I don't like the statement in the title that people who don't like Harry Enfield's stuff aren't "getting" it.

Why is it like that?

idunnosomename

Benefit-dependent is mentioned here

https://www.hattrick.co.uk/show/harry-enfields-television-programme/

The trope was widely seized upon bh the british media to mean a poor, benefit-scrounging underclass

https://books.google.co.uk/books?id=v9yQZWnKhoMC&pg=PA111&lpg=PA111

Bequeathed a fortune by a great-uncle? Fuck off

jobotic

Left-wingers are middle class cosplayers.

You've never come up with that one before AT.

Catalogue Trousers

Quote from: Shit Good Nose on January 13, 2022, 03:01:20 PMI've just remembered the Palace Of Righteous Justice.  HURRAH!!!!

'LOOK! She-Woman-Cat-Type-thing is LICKING her own GENITALS in an UNSELFCONSCIOUS MANNER!'

Shit Good Nose

Quote from: Catalogue Trousers on January 13, 2022, 07:03:06 PM'LOOK! She-Woman-Cat-Type-thing is LICKING her own GENITALS in an UNSELFCONSCIOUS MANNER!'

HURRAH! HURRAH! HURRAH!!!!

The Bumlord

Quote from: Replies From View on January 13, 2022, 05:48:42 PMI don't like the statement in the title that people who don't like Harry Enfield's stuff aren't "getting" it.

Why is it like that?

It's specifically the Harry & Paul series isn't it? Not the earlier stuff.

lauraxsynthesis

Quote from: beanheadmcginty on January 12, 2022, 10:29:36 AMSurely the Slobs' portrayal of smoking must have done something beneficial for the nation's health? They made it look so disgusting. I've never smoked a fag in my life. Coincidence?

👏👏👏

Retinend



watching this for the first time, the first thing I thought of is Breathless
https://en.wikipedia.org/wiki/Breathless_(1960_film)

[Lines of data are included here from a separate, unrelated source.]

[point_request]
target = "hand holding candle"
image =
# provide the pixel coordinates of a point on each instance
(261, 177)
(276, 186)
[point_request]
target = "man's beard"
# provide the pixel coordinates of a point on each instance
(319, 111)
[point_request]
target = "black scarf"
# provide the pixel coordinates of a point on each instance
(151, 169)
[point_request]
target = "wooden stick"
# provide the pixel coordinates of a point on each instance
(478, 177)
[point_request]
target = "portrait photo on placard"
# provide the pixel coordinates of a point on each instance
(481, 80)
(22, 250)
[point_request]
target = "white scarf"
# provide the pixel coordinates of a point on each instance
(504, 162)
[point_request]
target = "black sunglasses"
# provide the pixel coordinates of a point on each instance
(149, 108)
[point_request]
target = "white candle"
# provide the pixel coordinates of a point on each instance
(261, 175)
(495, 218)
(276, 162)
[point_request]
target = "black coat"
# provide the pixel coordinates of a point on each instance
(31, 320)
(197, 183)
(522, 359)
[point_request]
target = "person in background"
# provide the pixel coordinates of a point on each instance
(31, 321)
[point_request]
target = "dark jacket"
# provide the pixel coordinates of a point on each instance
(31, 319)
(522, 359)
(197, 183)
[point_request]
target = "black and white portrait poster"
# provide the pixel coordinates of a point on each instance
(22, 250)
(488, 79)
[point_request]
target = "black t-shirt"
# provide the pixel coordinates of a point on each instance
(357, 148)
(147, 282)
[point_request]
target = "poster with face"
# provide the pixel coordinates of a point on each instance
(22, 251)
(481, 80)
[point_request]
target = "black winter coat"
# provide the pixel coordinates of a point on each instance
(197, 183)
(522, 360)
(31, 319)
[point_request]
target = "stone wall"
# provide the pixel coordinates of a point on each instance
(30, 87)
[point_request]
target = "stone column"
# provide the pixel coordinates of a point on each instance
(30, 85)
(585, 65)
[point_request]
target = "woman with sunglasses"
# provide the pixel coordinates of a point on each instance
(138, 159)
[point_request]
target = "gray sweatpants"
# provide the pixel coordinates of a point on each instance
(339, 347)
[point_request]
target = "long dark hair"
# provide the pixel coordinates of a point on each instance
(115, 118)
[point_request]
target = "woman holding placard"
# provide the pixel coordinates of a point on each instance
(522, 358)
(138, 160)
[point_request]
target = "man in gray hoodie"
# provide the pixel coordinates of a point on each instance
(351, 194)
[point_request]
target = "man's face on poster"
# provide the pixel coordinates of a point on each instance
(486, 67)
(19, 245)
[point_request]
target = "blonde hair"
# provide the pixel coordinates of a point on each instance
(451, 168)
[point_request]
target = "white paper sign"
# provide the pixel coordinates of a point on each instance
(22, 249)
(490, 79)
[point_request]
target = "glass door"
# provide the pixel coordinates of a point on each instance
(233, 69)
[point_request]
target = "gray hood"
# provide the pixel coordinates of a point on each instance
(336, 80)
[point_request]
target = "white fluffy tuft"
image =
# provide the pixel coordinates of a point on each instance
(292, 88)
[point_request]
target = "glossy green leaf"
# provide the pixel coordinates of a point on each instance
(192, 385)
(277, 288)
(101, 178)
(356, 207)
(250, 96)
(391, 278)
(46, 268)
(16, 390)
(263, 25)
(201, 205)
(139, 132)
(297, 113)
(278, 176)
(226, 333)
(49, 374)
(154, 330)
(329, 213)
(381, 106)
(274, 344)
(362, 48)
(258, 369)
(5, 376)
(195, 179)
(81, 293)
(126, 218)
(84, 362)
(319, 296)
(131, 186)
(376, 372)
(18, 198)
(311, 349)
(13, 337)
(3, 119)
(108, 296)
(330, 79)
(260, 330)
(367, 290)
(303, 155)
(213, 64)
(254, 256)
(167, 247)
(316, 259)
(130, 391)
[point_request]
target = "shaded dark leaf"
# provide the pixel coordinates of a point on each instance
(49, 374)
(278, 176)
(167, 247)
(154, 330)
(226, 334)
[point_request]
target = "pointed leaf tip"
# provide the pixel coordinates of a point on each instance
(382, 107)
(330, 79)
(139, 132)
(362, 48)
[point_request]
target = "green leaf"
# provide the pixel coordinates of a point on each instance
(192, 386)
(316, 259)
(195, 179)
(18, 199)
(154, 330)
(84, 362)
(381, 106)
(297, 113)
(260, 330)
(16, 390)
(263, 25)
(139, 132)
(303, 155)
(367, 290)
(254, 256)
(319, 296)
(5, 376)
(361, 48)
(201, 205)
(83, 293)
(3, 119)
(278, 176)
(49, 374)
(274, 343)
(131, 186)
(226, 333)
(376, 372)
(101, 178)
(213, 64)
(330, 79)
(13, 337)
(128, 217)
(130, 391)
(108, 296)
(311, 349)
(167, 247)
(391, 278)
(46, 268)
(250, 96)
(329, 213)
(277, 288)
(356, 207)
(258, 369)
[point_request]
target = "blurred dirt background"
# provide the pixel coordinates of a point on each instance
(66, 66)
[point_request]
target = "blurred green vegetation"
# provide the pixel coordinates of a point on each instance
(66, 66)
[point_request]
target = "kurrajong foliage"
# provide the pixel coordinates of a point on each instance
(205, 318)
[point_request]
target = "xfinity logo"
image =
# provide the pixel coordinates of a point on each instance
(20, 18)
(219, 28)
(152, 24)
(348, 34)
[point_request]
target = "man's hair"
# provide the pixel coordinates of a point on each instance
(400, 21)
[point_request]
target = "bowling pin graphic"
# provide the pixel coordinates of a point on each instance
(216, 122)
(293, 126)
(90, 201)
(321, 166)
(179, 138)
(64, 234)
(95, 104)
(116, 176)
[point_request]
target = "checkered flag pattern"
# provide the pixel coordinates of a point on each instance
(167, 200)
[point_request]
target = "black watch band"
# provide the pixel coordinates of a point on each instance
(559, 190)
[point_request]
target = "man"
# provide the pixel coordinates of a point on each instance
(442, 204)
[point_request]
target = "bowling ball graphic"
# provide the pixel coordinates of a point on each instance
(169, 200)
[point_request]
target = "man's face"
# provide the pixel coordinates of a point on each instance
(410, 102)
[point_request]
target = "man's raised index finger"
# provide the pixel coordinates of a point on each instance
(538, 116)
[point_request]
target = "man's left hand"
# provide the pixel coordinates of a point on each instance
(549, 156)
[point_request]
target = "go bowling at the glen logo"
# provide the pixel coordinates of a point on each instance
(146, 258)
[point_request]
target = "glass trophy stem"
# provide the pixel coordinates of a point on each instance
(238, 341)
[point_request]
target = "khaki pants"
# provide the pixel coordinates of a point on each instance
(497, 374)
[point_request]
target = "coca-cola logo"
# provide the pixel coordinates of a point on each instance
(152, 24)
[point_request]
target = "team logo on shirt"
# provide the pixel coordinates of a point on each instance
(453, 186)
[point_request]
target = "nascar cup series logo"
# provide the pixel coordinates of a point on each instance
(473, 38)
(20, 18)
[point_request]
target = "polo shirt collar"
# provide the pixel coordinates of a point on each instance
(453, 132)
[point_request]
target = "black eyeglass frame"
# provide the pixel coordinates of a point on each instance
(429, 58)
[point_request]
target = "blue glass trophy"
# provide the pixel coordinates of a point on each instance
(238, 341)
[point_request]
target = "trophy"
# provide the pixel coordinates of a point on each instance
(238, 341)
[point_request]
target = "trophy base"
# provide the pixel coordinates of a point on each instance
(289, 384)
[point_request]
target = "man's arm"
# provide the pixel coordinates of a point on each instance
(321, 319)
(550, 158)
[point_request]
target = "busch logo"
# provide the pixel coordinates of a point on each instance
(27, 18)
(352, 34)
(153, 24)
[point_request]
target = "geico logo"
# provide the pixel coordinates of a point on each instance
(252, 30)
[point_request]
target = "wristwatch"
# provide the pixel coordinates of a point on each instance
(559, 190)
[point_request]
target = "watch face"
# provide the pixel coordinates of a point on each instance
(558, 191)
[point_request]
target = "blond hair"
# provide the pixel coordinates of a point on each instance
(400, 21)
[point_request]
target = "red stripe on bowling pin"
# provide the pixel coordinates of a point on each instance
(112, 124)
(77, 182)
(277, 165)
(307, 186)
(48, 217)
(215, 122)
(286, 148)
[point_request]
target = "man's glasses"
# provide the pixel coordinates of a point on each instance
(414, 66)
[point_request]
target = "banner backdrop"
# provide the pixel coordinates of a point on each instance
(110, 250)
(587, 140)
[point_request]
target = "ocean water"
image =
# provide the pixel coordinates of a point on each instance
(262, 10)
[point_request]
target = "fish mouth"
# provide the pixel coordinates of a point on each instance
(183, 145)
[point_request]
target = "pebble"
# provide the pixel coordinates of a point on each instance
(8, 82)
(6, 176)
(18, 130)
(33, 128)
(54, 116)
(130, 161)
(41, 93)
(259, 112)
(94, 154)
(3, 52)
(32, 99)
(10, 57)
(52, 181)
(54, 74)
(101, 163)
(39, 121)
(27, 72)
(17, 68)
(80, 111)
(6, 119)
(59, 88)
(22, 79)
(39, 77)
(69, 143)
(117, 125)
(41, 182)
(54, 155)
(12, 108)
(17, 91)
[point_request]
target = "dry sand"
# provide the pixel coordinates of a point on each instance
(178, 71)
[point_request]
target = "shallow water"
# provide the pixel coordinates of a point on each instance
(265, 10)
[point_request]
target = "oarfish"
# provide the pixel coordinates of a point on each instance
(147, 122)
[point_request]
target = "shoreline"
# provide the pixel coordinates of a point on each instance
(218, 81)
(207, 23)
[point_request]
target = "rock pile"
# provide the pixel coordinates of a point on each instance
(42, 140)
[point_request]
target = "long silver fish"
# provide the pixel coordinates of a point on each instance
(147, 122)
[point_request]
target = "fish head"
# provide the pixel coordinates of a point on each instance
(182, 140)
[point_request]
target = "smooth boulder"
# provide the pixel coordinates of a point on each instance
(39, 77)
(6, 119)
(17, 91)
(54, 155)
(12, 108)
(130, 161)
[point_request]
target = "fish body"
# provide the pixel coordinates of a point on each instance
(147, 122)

but is it parodying something else entirely?

buzby

#149
Quote from: Retinend on January 22, 2022, 04:54:16 PM


watching this for the first time, the first thing I thought of is Breathless
https://en.wikipedia.org/wiki/Breathless_(1960_film)

but is it parodying something else entirely?

The main one that springs to mind is Antonioni's Blow Up - the actor in the film is called 'Michael Hemmingstamp' (i..e. a portmanteau of Michael Caine, David Hemmings and Terence Stamp), the 'David Bailey' caption for Wayne at the start (David Hemmings' character in that film is loosely based on Bailey), and Hemmings' character casually refers to the girls and models he works with as bitches. However, it's also referencing other films from the 'Swinging London' era like The Knack, Alfie, and the in-period parody of that style Smashing Time.